Переписка с Н. Ф. фон Мекк

423. Мекк - Чайковскому

Москва,

21 апреля 1888 г.

Милый, несравненный друг мой! На днях я получила Ваше дорогое письмо, адресованное сюда, а раньше получила и то, которое было послано еще в Belair, и хочу написать Вам несколько слов, хотя сомневаюсь, чтобы мое письмо нашло Вас в Фроловском, а, вероятно, судя по Вашему письму, Вы будете в Петербурге. Очень и очень благодарю Вас, милый и дорогой мой друг, за Ваше внимание к моим интересам, В нынешнем году, благодаря богу, мы имели опять успех в рязанских выборах, но именно только с божьею помощью, потому что мы имеем против себя людей, которые не останавливаются ни перед какими средствами, пускают в ход сплетни, выдумки, клеветы, подкуп, обман, воровство. Вообразите, что они нанимали чужие акции и платили по шесть рублей за акцию, чтобы иметь голоса, так что, говорят, они издержали 112000 (сто двенадцать тысяч [Пишу прописью для того, чтобы Вы не подумали, милый друг мой, что я ошиблась в нулях. (Примечание фон-Мекк.)]) на нынешнее собрание и выставили больше полутора тысяч голосов наемными акциями. Но что возмутительно, это то, что все эти расходы делаются на счет этого несчастного Сергея Дервиза и что его тот господин, который устраивается на его счет доводит до разорения; это гадко и подло!

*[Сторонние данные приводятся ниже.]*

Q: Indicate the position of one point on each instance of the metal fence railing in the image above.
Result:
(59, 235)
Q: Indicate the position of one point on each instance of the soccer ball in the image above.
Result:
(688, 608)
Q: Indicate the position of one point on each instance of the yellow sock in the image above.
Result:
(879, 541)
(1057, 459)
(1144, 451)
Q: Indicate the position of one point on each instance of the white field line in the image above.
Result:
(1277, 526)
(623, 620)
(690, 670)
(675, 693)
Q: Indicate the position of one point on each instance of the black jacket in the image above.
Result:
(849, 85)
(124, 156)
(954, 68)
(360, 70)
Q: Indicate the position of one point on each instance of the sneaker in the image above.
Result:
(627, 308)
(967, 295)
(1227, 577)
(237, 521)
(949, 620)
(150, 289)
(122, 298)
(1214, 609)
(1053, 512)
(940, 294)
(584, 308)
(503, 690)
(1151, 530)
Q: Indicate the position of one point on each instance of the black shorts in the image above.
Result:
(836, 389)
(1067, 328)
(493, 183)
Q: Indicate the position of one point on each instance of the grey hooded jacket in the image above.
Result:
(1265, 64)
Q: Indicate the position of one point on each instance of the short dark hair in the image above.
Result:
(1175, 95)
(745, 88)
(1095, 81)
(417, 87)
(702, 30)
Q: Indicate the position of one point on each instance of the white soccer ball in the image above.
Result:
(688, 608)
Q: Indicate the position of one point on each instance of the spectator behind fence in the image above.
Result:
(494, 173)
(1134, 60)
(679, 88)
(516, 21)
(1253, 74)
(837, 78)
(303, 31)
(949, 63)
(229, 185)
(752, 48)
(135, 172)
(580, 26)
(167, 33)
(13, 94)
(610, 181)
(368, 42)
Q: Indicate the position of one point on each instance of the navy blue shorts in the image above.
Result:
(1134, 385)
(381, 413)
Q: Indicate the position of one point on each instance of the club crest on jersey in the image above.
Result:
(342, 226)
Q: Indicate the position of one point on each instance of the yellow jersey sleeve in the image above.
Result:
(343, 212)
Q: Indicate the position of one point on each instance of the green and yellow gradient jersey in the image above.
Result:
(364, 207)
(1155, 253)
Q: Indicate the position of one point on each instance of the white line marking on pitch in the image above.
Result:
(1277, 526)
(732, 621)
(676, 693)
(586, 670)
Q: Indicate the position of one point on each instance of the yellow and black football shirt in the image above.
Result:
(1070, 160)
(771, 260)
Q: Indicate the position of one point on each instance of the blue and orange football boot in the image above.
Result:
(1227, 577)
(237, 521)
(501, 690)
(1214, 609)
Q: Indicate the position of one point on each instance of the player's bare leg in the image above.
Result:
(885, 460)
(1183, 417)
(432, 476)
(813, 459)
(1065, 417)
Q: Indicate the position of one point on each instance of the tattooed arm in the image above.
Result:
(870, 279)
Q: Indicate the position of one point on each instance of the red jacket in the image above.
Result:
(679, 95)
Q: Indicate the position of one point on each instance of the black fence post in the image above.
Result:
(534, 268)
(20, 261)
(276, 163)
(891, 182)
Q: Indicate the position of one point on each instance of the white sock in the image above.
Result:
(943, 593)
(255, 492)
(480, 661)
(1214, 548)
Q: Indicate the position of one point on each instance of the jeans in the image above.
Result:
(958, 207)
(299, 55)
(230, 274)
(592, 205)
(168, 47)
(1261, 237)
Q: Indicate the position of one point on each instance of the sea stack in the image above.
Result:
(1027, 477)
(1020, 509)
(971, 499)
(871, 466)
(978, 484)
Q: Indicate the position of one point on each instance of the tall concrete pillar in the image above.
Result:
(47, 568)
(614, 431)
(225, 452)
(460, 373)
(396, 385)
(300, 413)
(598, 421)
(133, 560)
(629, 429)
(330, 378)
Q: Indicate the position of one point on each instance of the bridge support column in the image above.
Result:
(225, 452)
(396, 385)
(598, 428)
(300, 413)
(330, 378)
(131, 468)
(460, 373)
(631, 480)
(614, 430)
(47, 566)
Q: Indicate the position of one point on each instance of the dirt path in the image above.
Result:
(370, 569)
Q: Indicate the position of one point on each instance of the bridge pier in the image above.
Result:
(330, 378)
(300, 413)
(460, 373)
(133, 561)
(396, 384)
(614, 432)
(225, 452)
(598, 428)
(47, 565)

Я по обыкновению, плачу дань возвращению в Россию: совсем больна, простуда страшная, болит горло, голова, мучит кашель, совсем потеряла голос, так что говорила шепотом, что весьма неудобно при том условии, что я должна говорить целый день без умолку. Но что всего ужаснее для меня, это то, что я не пользуюсь воздухом, тогда как за границею я привыкла целые дни быть на воздухе; бедная наша Россия, какая она суровая и жесткая! А по части Кавказа, дорогой друг мой, я до бесконечности благодарна Вам за Ваше желание показать мне его, и меня самое ужасно тянет туда, но ведь там, так же как и в Крыму, бывают эпидемические лихорадки. Вспомните, дорогой мой, в прошлом году они так свирепствовали, что на железной дороге некому было сторожить пути: вся железнодорожная прислуга была больна лихорадками. К тому же, я сомневаюсь, чтобы можно было достать хорошее, удобное помещение. А очень жаль, по природе - чудный край!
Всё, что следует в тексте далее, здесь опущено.